The messages from my publisher usually are short and to the point. My heart skips a beat each time I see her name pop up on my messages. In February of this year, I had plans. I renewed my passport. I was to apply for a visa. I had a mental map of the places I wanted to be in India promoting my book. I wanted to create spreadsheets, make marketing plans, draw up a list of contacts who can spread the word.
All of those plans and dreams came to a screeching halt in early March. I reconfigured mentally. I figured with everything being shut down, the likelihood of a book release in the near future is unlikely. At this point, I do not have a date. We have been plugging away one edit at a time. I am at that point where if I see the book one more time I will puke. I read sentences and passages and feel there are a million ways it can be better. I am exhausted.
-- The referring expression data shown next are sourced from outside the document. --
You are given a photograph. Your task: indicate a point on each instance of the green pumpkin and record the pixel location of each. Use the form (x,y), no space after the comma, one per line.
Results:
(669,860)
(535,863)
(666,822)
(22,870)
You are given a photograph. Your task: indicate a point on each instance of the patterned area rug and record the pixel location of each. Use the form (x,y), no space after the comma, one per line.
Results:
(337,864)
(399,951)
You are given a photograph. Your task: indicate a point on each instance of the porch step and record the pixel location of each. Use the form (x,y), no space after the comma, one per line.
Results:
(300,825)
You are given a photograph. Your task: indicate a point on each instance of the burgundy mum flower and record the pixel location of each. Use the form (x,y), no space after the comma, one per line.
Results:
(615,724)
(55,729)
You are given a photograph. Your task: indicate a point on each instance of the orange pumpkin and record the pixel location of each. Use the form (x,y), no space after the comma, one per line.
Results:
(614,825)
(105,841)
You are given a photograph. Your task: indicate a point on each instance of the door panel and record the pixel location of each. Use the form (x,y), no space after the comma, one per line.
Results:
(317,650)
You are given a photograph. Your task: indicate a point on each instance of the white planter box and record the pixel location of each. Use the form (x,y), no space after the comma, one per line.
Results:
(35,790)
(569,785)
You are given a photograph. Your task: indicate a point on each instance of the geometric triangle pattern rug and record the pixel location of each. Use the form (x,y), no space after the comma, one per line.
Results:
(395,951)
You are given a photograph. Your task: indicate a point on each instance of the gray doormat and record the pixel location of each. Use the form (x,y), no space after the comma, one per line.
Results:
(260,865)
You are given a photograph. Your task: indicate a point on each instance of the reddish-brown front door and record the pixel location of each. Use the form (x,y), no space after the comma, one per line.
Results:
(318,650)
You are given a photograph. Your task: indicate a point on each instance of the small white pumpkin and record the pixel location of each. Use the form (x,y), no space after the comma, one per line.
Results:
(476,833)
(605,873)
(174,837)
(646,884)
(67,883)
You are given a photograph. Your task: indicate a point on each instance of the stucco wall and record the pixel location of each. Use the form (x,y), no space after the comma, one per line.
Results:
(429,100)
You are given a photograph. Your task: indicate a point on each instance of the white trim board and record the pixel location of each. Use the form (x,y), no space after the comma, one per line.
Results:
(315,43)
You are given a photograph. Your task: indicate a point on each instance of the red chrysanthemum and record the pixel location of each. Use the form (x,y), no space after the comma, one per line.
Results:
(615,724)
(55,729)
Then, the sample illustrations came and my heart soared. The illustrator is incredible. Her work has the feel of the world R. K. Narayan created. They are classic. They are simple. They capture the essence of the people I birthed in my head. Even if not for the story, the illustrations are enough to make people fall in love I reasoned with myself.
The days pass. There are weeks of silence. The activity is sporadic. Today I sat and worked on an “About the Author” piece and the back-jacket copy. Nothing I write feels okay. Imposter syndrome is back in full force. I walk around the home like it is an out of body experience. This is not happening to me. This is not my life. The words echo in my head.
This is way further on the journey than I had ever imagined myself on. It is surreal. It is dissonant especially given the circumstances our lives are meshed in. Someday I hope back to come back and read this post to remind myself of this feeling. This absolutely humbling, scary place I am in.
The year ahead is uncertain. Sometimes it feels like life itself is uncertain. Amid this, I am treasuring these moments of unrealness, this buoyant feeling I cannot name.